Flux is not yet comfortable with what the sentence is asking him to be comfortable with.
The itinerary scrolls in pale green at chest height. The room’s morning grade has climbed enough to see by.
Amber is awake.
She reads it over his shoulder. She does not lean in to read it; she has the angle she has, lying on her side, one arm bent under her head. She reads it without comment, the way she reads anything she does not yet want to discuss.
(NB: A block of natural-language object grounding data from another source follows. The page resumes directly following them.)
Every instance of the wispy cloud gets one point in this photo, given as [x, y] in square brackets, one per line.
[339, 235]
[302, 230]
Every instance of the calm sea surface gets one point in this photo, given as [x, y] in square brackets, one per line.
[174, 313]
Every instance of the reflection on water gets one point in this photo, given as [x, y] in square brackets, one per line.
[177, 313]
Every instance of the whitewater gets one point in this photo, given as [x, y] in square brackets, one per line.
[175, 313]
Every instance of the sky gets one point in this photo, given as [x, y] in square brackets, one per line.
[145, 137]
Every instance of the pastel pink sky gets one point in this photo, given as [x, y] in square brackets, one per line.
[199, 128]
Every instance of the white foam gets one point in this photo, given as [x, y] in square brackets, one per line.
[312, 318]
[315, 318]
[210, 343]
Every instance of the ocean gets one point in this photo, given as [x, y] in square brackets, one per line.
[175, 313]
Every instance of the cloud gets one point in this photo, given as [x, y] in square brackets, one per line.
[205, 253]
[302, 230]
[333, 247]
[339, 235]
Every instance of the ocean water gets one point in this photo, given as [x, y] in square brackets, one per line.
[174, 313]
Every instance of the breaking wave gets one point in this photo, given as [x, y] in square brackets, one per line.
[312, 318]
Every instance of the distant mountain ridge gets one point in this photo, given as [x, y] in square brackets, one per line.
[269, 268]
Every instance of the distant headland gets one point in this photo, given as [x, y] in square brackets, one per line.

Her face goes specific at 13:00.
Not surprised. Not alarmed. The particular small movement of someone who has been asked a question she already knew the answer to — the answer she has been carrying for some time. Her eyes do not move. Her mouth does not change. The change is in something below all of that, a fractional set of the jaw, the readiness that arrives when readiness has been on standby.
Flux is still reading the first three lines.
“You should eat at lunch,” she says.
“That is generally the purpose of lunch.”
“Boron.”
He stops.
Her eyes are on the itinerary, not on him.
“You should eat,” she says again.
A beat.
“And.” She pauses for as long as she ever pauses before saying a thing she has decided to say. “Don’t let them ship you down there without a goodbye.”
The morning grade climbs another degree. Term hovers patient between them. The itinerary holds its pale green.
He files it the way he filed the other one. He does not answer.
Don’t leave me here in the sleep. Don’t let them ship you down there without a goodbye in the waking. Don’t let this be the end, of us.